Annabel Hogg
Doctoral Student in Literature - Annabel's thesis is entitled: 'Girl Coded: Chick Lit, Magazine culture, and Gendered Cultural Communication'
Research Project Title:
Girl Coded: Chick Lit, Magazine culture, and Gendered Cultural Communication
Supervisors:
Dr Ros Haslett + Dr Kirsten MacLeod
Contact Details:
Email: a.j.hogg2@newcastle.ac.uk
Brief Outline of Research Project:
Chick lit is understood as a historically bounded phenomenon, closely tied to the postfeminist culture of the 1990s and early 2000s. Following a flurry of scholarly work (Ferris & Young 2006; Wells 2006; McRobbie 2007; Harzewski 2011), scholarship on chick lit – particularly on its most recognisable texts such as Bridget Jones’s Diary and Sex and the City – has largely declined in recent years, aside from a growing focus on non-Anglo-American forms (Kriegel 2026; Simran 2024; Rudin 2023).
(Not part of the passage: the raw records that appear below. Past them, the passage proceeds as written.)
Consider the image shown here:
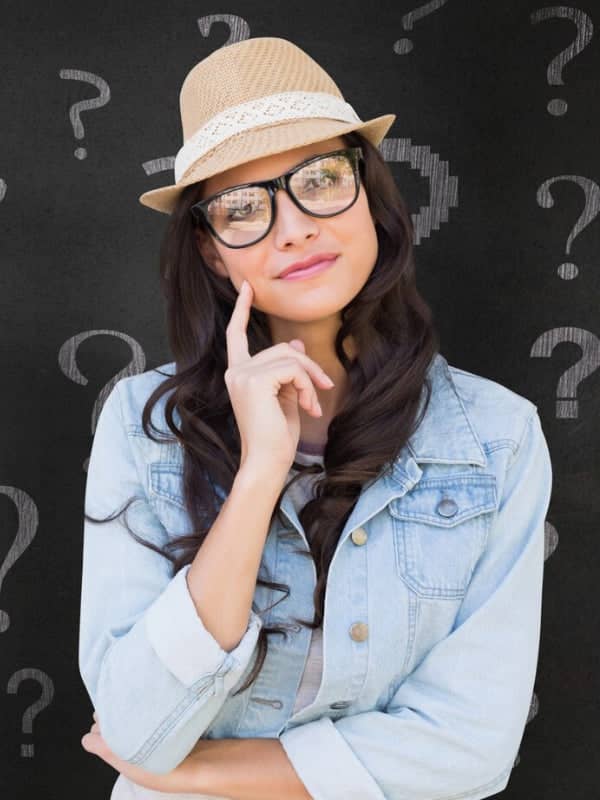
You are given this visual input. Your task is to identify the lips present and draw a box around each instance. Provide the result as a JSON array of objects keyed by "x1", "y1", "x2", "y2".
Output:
[{"x1": 278, "y1": 253, "x2": 338, "y2": 278}]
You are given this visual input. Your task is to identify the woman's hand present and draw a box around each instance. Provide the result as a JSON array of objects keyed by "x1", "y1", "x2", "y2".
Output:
[
  {"x1": 81, "y1": 712, "x2": 213, "y2": 793},
  {"x1": 224, "y1": 281, "x2": 333, "y2": 475}
]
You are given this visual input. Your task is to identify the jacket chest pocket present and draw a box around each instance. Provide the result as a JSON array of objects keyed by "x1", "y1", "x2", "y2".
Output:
[
  {"x1": 148, "y1": 461, "x2": 192, "y2": 536},
  {"x1": 388, "y1": 474, "x2": 496, "y2": 599}
]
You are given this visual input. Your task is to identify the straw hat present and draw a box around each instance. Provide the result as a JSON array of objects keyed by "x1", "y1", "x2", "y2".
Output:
[{"x1": 139, "y1": 36, "x2": 396, "y2": 214}]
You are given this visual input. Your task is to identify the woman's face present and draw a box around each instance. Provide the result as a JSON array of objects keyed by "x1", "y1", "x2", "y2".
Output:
[{"x1": 196, "y1": 137, "x2": 378, "y2": 322}]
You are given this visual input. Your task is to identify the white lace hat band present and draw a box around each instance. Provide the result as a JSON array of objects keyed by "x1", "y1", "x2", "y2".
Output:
[{"x1": 175, "y1": 91, "x2": 362, "y2": 181}]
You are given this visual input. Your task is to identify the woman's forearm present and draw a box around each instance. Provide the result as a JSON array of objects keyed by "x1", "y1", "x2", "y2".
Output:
[{"x1": 189, "y1": 738, "x2": 312, "y2": 800}]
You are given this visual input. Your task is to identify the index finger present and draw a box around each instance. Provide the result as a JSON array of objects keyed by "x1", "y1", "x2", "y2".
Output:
[{"x1": 225, "y1": 280, "x2": 253, "y2": 366}]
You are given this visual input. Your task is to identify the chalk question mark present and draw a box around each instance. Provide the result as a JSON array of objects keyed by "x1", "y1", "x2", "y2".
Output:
[
  {"x1": 6, "y1": 667, "x2": 54, "y2": 758},
  {"x1": 536, "y1": 175, "x2": 600, "y2": 281},
  {"x1": 530, "y1": 6, "x2": 594, "y2": 117},
  {"x1": 58, "y1": 330, "x2": 146, "y2": 472},
  {"x1": 394, "y1": 0, "x2": 448, "y2": 56},
  {"x1": 58, "y1": 69, "x2": 110, "y2": 161},
  {"x1": 529, "y1": 327, "x2": 600, "y2": 419},
  {"x1": 0, "y1": 486, "x2": 39, "y2": 633}
]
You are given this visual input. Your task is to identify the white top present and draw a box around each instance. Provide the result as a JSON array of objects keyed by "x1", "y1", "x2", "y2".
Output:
[{"x1": 110, "y1": 442, "x2": 323, "y2": 800}]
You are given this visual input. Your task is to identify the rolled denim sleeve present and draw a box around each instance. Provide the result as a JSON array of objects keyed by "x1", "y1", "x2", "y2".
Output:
[
  {"x1": 79, "y1": 382, "x2": 262, "y2": 773},
  {"x1": 280, "y1": 410, "x2": 552, "y2": 800}
]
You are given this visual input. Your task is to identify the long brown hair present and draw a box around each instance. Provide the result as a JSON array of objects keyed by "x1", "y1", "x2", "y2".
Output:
[{"x1": 85, "y1": 132, "x2": 439, "y2": 694}]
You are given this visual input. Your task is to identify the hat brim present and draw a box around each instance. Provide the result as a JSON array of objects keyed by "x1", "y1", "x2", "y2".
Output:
[{"x1": 138, "y1": 114, "x2": 396, "y2": 214}]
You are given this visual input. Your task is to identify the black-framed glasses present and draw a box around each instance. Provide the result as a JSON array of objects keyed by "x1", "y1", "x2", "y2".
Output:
[{"x1": 190, "y1": 147, "x2": 363, "y2": 248}]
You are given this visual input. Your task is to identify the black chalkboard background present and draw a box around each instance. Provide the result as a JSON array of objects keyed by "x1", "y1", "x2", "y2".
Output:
[{"x1": 0, "y1": 0, "x2": 600, "y2": 800}]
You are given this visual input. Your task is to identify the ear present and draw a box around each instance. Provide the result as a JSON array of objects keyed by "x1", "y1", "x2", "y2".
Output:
[{"x1": 194, "y1": 230, "x2": 229, "y2": 278}]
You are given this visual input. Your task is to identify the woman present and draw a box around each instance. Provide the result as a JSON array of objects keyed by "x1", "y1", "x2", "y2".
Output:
[{"x1": 79, "y1": 37, "x2": 552, "y2": 800}]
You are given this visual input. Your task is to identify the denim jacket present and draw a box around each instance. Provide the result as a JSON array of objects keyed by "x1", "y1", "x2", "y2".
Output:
[{"x1": 79, "y1": 354, "x2": 552, "y2": 800}]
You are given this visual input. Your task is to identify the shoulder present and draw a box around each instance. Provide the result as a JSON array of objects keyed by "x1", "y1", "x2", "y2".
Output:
[
  {"x1": 447, "y1": 364, "x2": 537, "y2": 452},
  {"x1": 115, "y1": 361, "x2": 176, "y2": 430}
]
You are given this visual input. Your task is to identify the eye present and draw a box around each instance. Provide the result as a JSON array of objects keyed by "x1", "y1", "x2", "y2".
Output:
[{"x1": 227, "y1": 203, "x2": 256, "y2": 221}]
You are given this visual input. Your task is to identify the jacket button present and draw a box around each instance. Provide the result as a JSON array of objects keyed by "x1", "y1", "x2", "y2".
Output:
[
  {"x1": 350, "y1": 622, "x2": 369, "y2": 642},
  {"x1": 435, "y1": 497, "x2": 458, "y2": 517},
  {"x1": 329, "y1": 700, "x2": 350, "y2": 708},
  {"x1": 350, "y1": 528, "x2": 369, "y2": 544}
]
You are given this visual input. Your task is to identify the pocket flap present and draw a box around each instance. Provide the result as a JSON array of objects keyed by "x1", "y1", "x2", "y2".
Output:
[{"x1": 389, "y1": 474, "x2": 497, "y2": 528}]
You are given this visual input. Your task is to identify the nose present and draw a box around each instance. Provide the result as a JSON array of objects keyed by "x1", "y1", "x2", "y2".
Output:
[{"x1": 273, "y1": 189, "x2": 319, "y2": 246}]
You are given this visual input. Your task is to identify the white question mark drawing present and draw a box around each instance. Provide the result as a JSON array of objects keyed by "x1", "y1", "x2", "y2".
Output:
[
  {"x1": 529, "y1": 327, "x2": 600, "y2": 419},
  {"x1": 142, "y1": 14, "x2": 250, "y2": 181},
  {"x1": 6, "y1": 667, "x2": 54, "y2": 758},
  {"x1": 58, "y1": 330, "x2": 146, "y2": 472},
  {"x1": 380, "y1": 137, "x2": 458, "y2": 245},
  {"x1": 536, "y1": 175, "x2": 600, "y2": 281},
  {"x1": 394, "y1": 0, "x2": 448, "y2": 56},
  {"x1": 530, "y1": 6, "x2": 594, "y2": 117},
  {"x1": 0, "y1": 486, "x2": 39, "y2": 633},
  {"x1": 58, "y1": 69, "x2": 110, "y2": 161}
]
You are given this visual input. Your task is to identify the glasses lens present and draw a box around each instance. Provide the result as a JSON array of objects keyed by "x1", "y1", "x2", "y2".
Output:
[
  {"x1": 290, "y1": 154, "x2": 357, "y2": 217},
  {"x1": 207, "y1": 186, "x2": 271, "y2": 247},
  {"x1": 207, "y1": 154, "x2": 357, "y2": 247}
]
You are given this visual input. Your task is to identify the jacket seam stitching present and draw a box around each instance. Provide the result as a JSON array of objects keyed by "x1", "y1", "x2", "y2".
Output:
[{"x1": 433, "y1": 760, "x2": 514, "y2": 800}]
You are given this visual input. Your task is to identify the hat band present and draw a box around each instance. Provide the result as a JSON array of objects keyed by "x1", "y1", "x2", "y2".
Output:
[{"x1": 175, "y1": 91, "x2": 362, "y2": 183}]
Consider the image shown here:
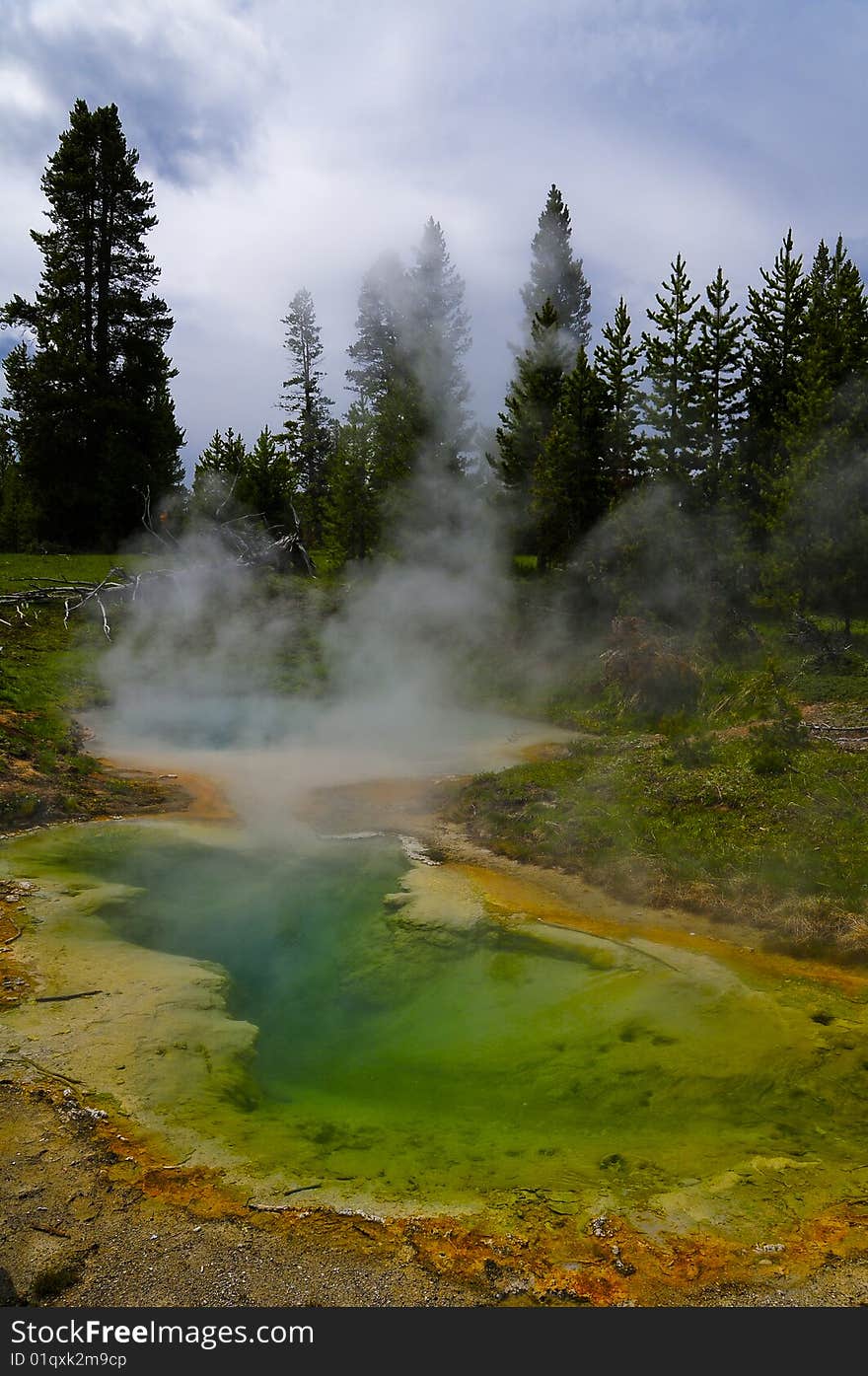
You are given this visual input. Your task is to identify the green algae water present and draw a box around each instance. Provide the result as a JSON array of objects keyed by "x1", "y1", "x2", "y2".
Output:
[{"x1": 6, "y1": 823, "x2": 868, "y2": 1232}]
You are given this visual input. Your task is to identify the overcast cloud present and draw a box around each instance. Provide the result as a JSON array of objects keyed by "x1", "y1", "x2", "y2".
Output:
[{"x1": 0, "y1": 0, "x2": 868, "y2": 467}]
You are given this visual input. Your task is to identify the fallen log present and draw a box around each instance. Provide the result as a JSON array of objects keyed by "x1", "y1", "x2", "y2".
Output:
[{"x1": 33, "y1": 989, "x2": 105, "y2": 1003}]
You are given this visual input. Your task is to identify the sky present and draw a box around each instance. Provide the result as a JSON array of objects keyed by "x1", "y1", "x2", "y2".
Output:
[{"x1": 0, "y1": 0, "x2": 868, "y2": 470}]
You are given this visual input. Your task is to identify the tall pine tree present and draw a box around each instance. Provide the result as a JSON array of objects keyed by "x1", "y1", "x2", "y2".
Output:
[
  {"x1": 398, "y1": 219, "x2": 473, "y2": 473},
  {"x1": 739, "y1": 230, "x2": 810, "y2": 537},
  {"x1": 693, "y1": 267, "x2": 744, "y2": 506},
  {"x1": 1, "y1": 101, "x2": 182, "y2": 549},
  {"x1": 788, "y1": 228, "x2": 868, "y2": 459},
  {"x1": 489, "y1": 300, "x2": 569, "y2": 497},
  {"x1": 594, "y1": 296, "x2": 644, "y2": 492},
  {"x1": 281, "y1": 288, "x2": 331, "y2": 547},
  {"x1": 522, "y1": 183, "x2": 590, "y2": 348},
  {"x1": 642, "y1": 253, "x2": 698, "y2": 495},
  {"x1": 346, "y1": 254, "x2": 425, "y2": 492},
  {"x1": 533, "y1": 348, "x2": 614, "y2": 570}
]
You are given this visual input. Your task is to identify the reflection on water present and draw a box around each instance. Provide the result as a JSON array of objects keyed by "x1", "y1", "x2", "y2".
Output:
[{"x1": 1, "y1": 825, "x2": 868, "y2": 1226}]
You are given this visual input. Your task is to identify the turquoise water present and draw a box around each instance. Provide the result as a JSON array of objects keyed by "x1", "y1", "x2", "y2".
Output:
[{"x1": 7, "y1": 823, "x2": 868, "y2": 1218}]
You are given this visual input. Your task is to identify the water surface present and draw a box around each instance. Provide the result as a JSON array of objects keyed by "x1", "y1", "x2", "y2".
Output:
[{"x1": 7, "y1": 823, "x2": 868, "y2": 1232}]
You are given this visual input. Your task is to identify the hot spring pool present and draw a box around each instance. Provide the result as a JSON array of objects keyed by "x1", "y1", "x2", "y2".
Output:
[{"x1": 4, "y1": 822, "x2": 868, "y2": 1236}]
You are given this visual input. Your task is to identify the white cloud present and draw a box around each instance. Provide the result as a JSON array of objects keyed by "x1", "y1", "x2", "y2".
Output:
[{"x1": 0, "y1": 0, "x2": 868, "y2": 468}]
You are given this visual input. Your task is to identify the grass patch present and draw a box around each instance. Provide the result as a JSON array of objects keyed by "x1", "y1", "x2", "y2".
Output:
[
  {"x1": 454, "y1": 728, "x2": 868, "y2": 954},
  {"x1": 0, "y1": 554, "x2": 175, "y2": 829}
]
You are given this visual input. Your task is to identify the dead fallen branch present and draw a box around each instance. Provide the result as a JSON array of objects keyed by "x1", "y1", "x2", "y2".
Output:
[{"x1": 33, "y1": 989, "x2": 105, "y2": 1003}]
Earlier critical work broadly situated chick lit within the cultural logic of postfeminism, often reading it as both a product of and response to the perceived gains of second-wave feminism, while also engaging with emerging discourses of third-wave feminism, including the emphasis on individual choice and sexual agency. This body of scholarship frequently debated whether chick lit should be understood as complicit in reinforcing postfeminist and neoliberal ideals or as offering a space for negotiating and reworking them. Notably, however, chick lit has received comparatively little sustained attention during the rise of fourth-wave feminism and the #MeToo era.